GENTECH archive


Re: Rick imidacloprid vs. carbamates wrote:

> Hello Rick,
> You wrote:
> "Thanks for your note. Safety is of course always relative.  I assume from
> your comments that you have accepted that the ED50 for imidacloprid is much
> lower than for most OPs and carbamates.  Would you agree that in contrast
> to many OPs and carbamates, it is nearly impossible to die from acute skin
> exposure to imidacloprid?
> With respect to long term exposure, you raise the issues of safety (worker
> protection, non-target toxicity) and then cite examples of long term
> feeding studies (eg., "when rats were fed the chemical for 2 years, there
> were thyroid  lesions in males at  much lower doses - 300 ppm  (47 mg/kg)
> and females at 900 ppm (68 mg/kg)"). How would this compare to the chronic
> effects of OPs and carbamates?
> Does a feeding study reflect the chances of worker exposure, especially if
> appropriate and standard protective gear is worn?   What would see as the
> relative non-target effects?
> Can you also clarify for our audience what environmental risks, if any, you
> see from imidacloprid?"
> ------------------------
> Misinformation, often in the form of hyperbole, is a constant problem for those
> of us who expect list serve participants to discuss genetic engineering.

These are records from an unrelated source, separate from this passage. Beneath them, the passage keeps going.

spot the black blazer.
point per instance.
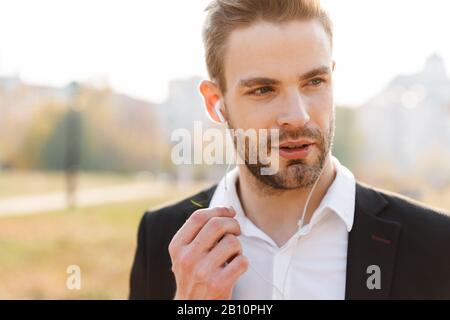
(408, 241)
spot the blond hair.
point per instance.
(225, 16)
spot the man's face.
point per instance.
(279, 76)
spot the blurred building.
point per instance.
(406, 127)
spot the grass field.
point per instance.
(36, 250)
(14, 183)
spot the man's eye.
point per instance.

> Arguments over these statements seem to take on a life of their own, clogging
> our computers unnecessarily and distracting everyone from the intended issues.

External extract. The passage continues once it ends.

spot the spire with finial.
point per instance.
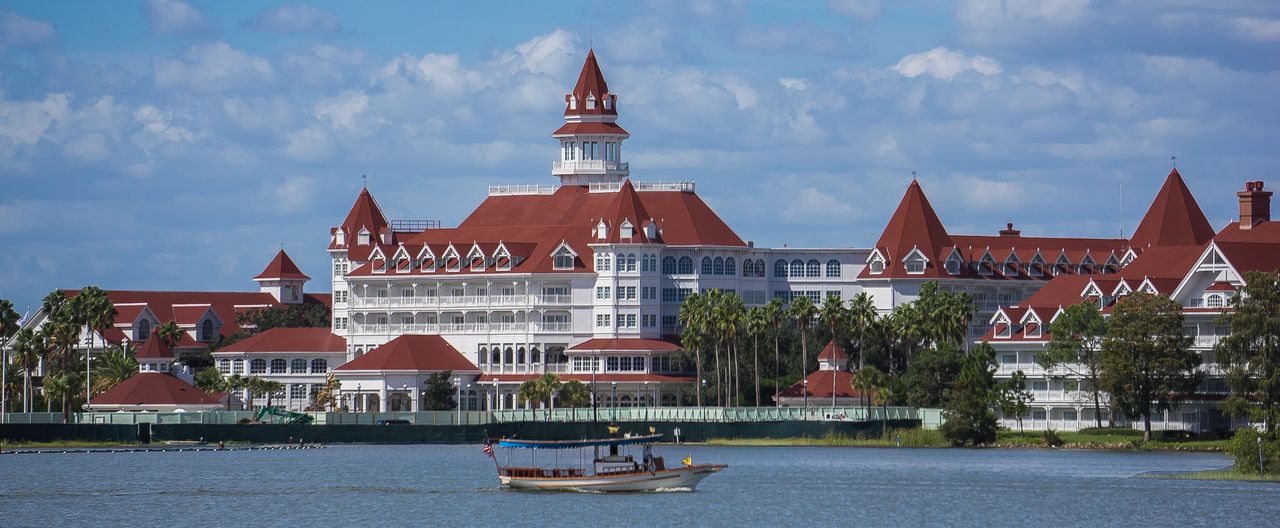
(590, 137)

> I'm sorry I can't entertain your request to give "our audience" detailed
> information on the relative acute and chronic health effects, worker
> implications, and environmental risks of imidacloprid versus OPs and carbamates.
> It's off-topic.
> Suzanne

  I would like to add that the Novartis Patent does by no means exclude the use of
OP's and carbamates. On the contrary, they are "preferred auxiliarysubstances".